I am AkiConterR and my companion is a “Pidgeotto” who I call “Pid”. I belong to Team Mystic; I am on level 7 and I have 53 Pokémons (72, actually, but some of them I transferred). Together we roam through Aguascalientes to fulfil my aim of becoming a Pokémon master.
Pokémon the anime series arrived on Mexican television 20 years ago, on what was then “Canal 5” (Channel 5), and I grew up with Dragon Ball, the Knights of the Zodiac, and Sailor Moon, but this new proposal about capturing Pokémon “characters” (which had originally been part of a videogame, as I had learned much later) struck me as remarkably interesting. I remember too that at school they did not like us to mention the subject because Pokémon was “satanic”!

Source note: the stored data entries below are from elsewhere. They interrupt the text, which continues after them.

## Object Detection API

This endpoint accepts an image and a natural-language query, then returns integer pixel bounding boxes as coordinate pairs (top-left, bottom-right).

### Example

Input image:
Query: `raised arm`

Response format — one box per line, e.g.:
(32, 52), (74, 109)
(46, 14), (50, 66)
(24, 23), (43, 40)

Now, 20 years later, we are surprised to find as adults we have strong memories of the Pokémon mugs, cards and stickers we collected during our childhood. But can this virtual reality game be played by women? When it arrived in Latin America, after starting up in other countries, Pokémon Go had a large number of users, and I thought that all the women of my generation played it.
In actual fact, even with the passage of the years and the closing of some gender gaps, the images of women in videogames remain sexualised. In others, there is not even a single female image, other players harass you and everything is centred on the male characters. So why do we play them?